Freud believed that, even when he painted other people, he was always painting himself – his perspective, his point of view, his particular relationship with the sitter.

‘My work is purely autobiographical. It’s about myself and my surroundings.’

And so when Freud painted his son Freddy we see the artist’s own reflection in the window. When he painted ‘Flora with Blue Toenails’ his shadow looms ominously over her in the foreground. And look, there are Freud’s feet at the foot of that sofa. There are a couple of his self-portraits leaning against a wall. He is ever present. 

'I thought, after putting so many other people through it, I ought to subject myself to the same treatment.'

Freud painted or drew his own image throughout his life. He holds up a white feather to us, a gift from his first girlfriend. He regards us through a houseplant, from the side of his wife’s bed. He looks startled and surprised - open mouthed and wide eyed, as if he has seen himself for the very first time. His lips are fleshy, his nose slightly twisted, his stare piercing. He appears sceptical, challenging. His face is covered in shadows that suggest the contours of his soul: a landscape of doubt, misgivings and resentment.

Bur despite his famous grandfather, Freud resisted psychological interpretations of his work. He was seeking physical not spiritual truth. He often drew his own image in his notebooks. Here we see his roughly sketched face surrounded by cryptic words: Prudent Miss, High Authority, Time To Reflect. We think for a moment that this may signify something rather important. And then realise he’s calculating his next bet on the horses. 

'Self-Portrait with a Black Eye' - Lucian Freud

'Self-Portrait with a Black Eye' - Lucian Freud

On one occasion Freud came away from an argument with a taxi driver with a black eye. He rushed back to the studio to capture his disfigured face, the dark swollen mess that his left eye had become.

‘I don’t accept the information that I get when I look at myself and that’s where the trouble starts.’

Freud painted himself with the aid of mirrors rather than photographs. He preferred natural light. Although he avoided having mirrors about the house, he set them up at various places around his studio, so that he could catch himself from unexpected angles. For ‘Reflection with Two Children’ he placed a mirror on the floor. He towers over us, his body foreshortened, sinister and threatening. Two of his children stand outside the composition. Are we seeing a child’s eye view of their father?

Of course, most of us nowadays are given to self-reflection in some form or another. We like to consider and compare our appearance, our character, our achievements. But for the most part we tend to look in the mirror square-on. We see a consistent picture of ourselves, from just one perspective. It is merely selfie-awareness.

Freud suggests that we should be sceptical of this image; that we should try to capture ourselves unawares; to see ourselves as others see us. If we want a proper reflection of our true self, why not ask our friends and colleagues, our partners and families? How do you see me? What do you make of me? What are my strengths?
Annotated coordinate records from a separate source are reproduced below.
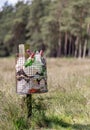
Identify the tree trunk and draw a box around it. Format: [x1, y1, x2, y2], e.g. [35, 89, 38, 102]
[83, 39, 87, 58]
[74, 36, 79, 57]
[57, 33, 61, 57]
[64, 32, 68, 56]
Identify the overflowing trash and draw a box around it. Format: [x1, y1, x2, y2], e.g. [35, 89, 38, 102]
[15, 44, 48, 94]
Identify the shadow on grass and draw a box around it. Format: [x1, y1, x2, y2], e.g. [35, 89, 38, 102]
[25, 97, 90, 130]
[43, 116, 90, 130]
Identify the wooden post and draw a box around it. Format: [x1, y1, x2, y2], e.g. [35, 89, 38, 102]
[26, 94, 32, 118]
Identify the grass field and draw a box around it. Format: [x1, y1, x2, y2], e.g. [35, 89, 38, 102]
[0, 58, 90, 130]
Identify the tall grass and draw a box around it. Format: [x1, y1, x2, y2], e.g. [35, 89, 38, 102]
[0, 58, 90, 130]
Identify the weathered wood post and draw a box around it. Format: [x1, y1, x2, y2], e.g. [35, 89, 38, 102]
[26, 94, 32, 118]
[15, 44, 48, 118]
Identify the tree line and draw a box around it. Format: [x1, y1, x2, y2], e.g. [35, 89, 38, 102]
[0, 0, 90, 58]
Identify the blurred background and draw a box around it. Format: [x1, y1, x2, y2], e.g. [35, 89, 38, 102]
[0, 0, 90, 58]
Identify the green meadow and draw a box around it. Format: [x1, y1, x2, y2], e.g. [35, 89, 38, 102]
[0, 57, 90, 130]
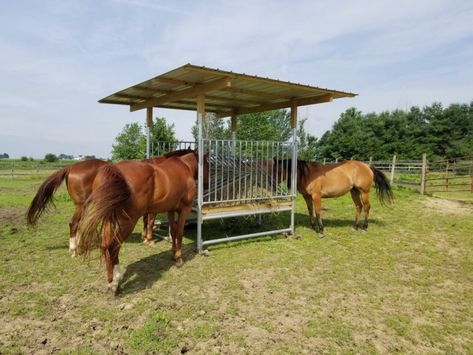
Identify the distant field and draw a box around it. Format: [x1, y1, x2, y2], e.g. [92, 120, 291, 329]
[0, 159, 77, 178]
[0, 177, 473, 354]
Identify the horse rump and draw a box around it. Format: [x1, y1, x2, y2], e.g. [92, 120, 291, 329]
[77, 164, 131, 255]
[370, 166, 394, 205]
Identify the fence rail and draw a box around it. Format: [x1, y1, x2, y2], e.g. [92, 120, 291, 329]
[324, 154, 473, 194]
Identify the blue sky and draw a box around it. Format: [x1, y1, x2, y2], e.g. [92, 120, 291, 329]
[0, 0, 473, 157]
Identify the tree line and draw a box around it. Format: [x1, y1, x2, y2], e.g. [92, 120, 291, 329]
[112, 101, 473, 161]
[317, 101, 473, 160]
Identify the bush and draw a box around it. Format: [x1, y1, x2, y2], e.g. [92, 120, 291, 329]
[44, 153, 58, 163]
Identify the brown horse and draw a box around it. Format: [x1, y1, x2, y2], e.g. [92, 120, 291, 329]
[26, 159, 107, 256]
[77, 152, 198, 293]
[27, 149, 192, 256]
[274, 160, 393, 237]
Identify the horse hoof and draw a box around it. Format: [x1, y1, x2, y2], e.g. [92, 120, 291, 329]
[108, 281, 118, 296]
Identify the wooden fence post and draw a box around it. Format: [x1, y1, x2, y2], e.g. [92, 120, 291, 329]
[390, 154, 396, 184]
[420, 153, 427, 195]
[445, 159, 450, 191]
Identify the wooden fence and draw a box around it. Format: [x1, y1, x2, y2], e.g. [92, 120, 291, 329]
[324, 154, 473, 196]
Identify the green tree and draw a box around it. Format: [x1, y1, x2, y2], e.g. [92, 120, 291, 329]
[112, 122, 145, 160]
[44, 153, 58, 163]
[236, 110, 291, 142]
[297, 118, 319, 161]
[191, 113, 232, 142]
[112, 117, 177, 160]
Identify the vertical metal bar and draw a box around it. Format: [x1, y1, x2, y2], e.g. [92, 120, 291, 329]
[420, 153, 427, 195]
[389, 155, 396, 184]
[237, 141, 243, 200]
[245, 141, 248, 201]
[225, 141, 233, 200]
[291, 128, 297, 234]
[214, 140, 219, 202]
[197, 95, 205, 251]
[220, 140, 225, 201]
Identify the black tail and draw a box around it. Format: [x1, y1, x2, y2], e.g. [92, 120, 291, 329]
[370, 166, 394, 205]
[26, 168, 69, 226]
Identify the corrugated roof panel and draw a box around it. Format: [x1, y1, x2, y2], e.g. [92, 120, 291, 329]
[99, 64, 355, 112]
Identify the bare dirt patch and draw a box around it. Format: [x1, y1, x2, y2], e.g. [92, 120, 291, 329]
[423, 198, 473, 216]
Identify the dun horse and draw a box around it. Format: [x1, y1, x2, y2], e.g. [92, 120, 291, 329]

Where am I going wrong? We should seek to see ourselves from unexpected angles.

'I don’t want to retire. I want to paint myself to death.’

When he was 70 Freud painted himself nude for the first time. With unflinching frankness he conveyed the frailty of his ageing body, posing with unlaced boots, brandishing his easel and palette knife, proud of the tools of his trade. He kept reworking the portrait over several months, never quite satisfied.

‘I couldn’t scrap it, because I would be doing away with myself.’

'One day you're going to have to face
A deep dark truthful mirror.
And it's going to tell you things that I still love you too much to say.’